Georgia Miller – Ginny & Georgia
Georgia is a liar, a manipulator, and a murderer. She does awful things, and she hides them behind charm and a Southern drawl. But at her core, she is a woman who grew up in chaos and vowed never to let her kids feel unsafe, even if it means doing everything right and wrong.
You judge her, but then you understand her. Her parenting is terrifying, but her fear is relatable. She wants control because she has lived without it. She wants safety because she has never had it. Georgia is what survival looks like when softness is not an option.
Camille Razat – Emily in Paris
Camille is introduced as the charming, artsy Parisian girlfriend. But when the betrayal hits, so does the shift. She turns cold, calculating, and quietly vindictive. She lies, manipulates, and plays the long game. But can you blame her? She was betrayed by her best friend and her boyfriend.

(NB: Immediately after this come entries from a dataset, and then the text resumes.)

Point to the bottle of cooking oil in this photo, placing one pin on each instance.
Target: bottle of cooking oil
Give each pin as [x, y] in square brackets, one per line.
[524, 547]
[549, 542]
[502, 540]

Her pettiness is real, and so is her pain. Camille is not evil; she is just a woman who has to smile through parties while swallowing humiliation. Her cruelty is born from heartbreak. And most people, if they were being honest, would have snapped a little, too.
Ruth Langmore – Ozark
Ruth is volatile, foul-mouthed, and completely unpredictable. She kills, she lies, and she aligns herself with some of the most dangerous people onscreen. But she does it all from a place of survival. Raised in a cycle of poverty and violence, Ruth never had the privilege of soft decisions. Her ruthlessness is an armour, her anger is protection, and her ambition is the only thing that keeps her afloat.
What makes her so painfully relatable is that she never hides her pain. She is messy but honest, desperate but driven. She wants to prove she is more than her last name, and every wrong move she makes comes from a place of wanting better, even if she no longer knows what that looks like. You do not root for her because she is right. You root for her because she never stops trying, even when the world keeps taking everything from her.